"Ranger" Hewitt pre amputation
"Ranger" Hewitt post amputation
"Since Ranger's surgery, his spirit is back and that's what we were really hoping for, he obviously feels so much better to have the tumor gone. We agonized over what to do for him, and now know we made that right decision." - Stephanie H.
Ranger developed a tumor surrounding the tarsal joint of his right rear leg, which was invading local bone and causing him significant pain. Based on the biopsy report, a diagnosis of sarcoma was made. Different types of sarcomas can affect the joint, and each carries a different prognosis.

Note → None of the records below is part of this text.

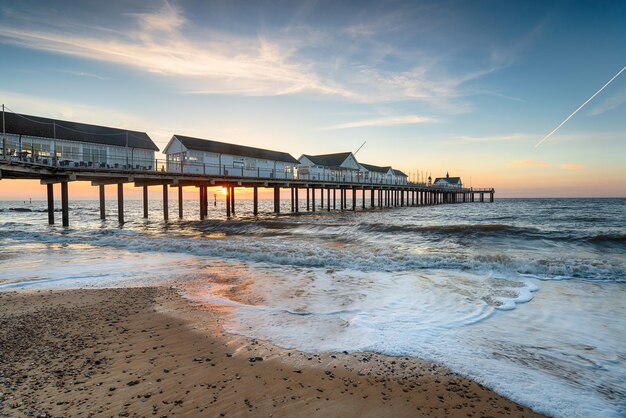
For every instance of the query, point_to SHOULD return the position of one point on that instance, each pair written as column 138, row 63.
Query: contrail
column 581, row 106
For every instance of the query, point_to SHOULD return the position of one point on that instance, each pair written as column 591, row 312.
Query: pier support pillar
column 328, row 199
column 180, row 202
column 145, row 202
column 297, row 200
column 202, row 199
column 165, row 203
column 120, row 203
column 228, row 201
column 276, row 199
column 102, row 201
column 65, row 211
column 232, row 200
column 255, row 201
column 50, row 191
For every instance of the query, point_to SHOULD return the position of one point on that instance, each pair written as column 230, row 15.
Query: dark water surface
column 527, row 296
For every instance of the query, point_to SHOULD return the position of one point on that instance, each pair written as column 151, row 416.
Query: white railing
column 77, row 162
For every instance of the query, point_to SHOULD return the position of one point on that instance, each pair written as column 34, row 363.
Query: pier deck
column 380, row 195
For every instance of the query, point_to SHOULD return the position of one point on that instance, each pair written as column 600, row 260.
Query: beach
column 149, row 352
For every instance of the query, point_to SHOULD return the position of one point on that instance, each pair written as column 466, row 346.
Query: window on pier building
column 68, row 151
column 95, row 154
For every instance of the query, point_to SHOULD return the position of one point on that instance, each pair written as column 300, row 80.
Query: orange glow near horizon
column 514, row 181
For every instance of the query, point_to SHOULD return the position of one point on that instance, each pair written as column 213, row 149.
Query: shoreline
column 148, row 351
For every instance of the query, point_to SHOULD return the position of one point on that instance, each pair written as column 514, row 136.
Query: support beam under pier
column 65, row 211
column 120, row 203
column 50, row 190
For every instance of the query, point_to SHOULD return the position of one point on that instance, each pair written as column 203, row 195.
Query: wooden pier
column 379, row 195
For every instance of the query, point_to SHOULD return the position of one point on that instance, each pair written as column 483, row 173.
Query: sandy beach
column 149, row 352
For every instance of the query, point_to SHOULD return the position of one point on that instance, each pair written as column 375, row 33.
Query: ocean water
column 527, row 296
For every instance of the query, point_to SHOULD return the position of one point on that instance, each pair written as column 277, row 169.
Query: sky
column 462, row 87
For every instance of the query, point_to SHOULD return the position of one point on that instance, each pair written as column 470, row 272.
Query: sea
column 525, row 296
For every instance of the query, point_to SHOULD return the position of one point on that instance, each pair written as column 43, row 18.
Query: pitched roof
column 449, row 180
column 376, row 168
column 328, row 160
column 217, row 147
column 19, row 124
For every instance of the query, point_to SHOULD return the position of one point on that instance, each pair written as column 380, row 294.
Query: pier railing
column 76, row 163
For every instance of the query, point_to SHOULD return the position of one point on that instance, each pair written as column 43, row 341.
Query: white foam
column 447, row 317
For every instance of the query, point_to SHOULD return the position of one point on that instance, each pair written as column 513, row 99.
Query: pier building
column 60, row 152
column 185, row 154
column 341, row 166
column 72, row 144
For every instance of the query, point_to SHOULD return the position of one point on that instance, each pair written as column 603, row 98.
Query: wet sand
column 149, row 352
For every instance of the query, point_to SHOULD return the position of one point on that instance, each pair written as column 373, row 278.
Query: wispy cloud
column 517, row 137
column 228, row 64
column 271, row 61
column 384, row 121
column 527, row 163
column 573, row 166
column 84, row 74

Tumors arising from the joint capsule itself, synovial cell sarcomas, may have a good prognosis after amputation, with one report indicating a median survival time (MST) of greater than one year; whereas, a histiocytic sarcoma affecting the joint could result in a very short MST after amputation.
Since, the features of Ranger's tumor were potentially attributable to either of these origins (or an altogether other type of soft tissue sarcoma), immunohistochemistry was ordered.
This led to a diagnosis of a high grade peripheral nerve sheath tumor - a type of soft tissue sarcoma not commonly associated with joints. Based on the information provided by this diagnostic test, Ranger's owners elected to pursue amputation for him. Amputation is well tolerated by most dogs, particularly those who are already not using a painful leg.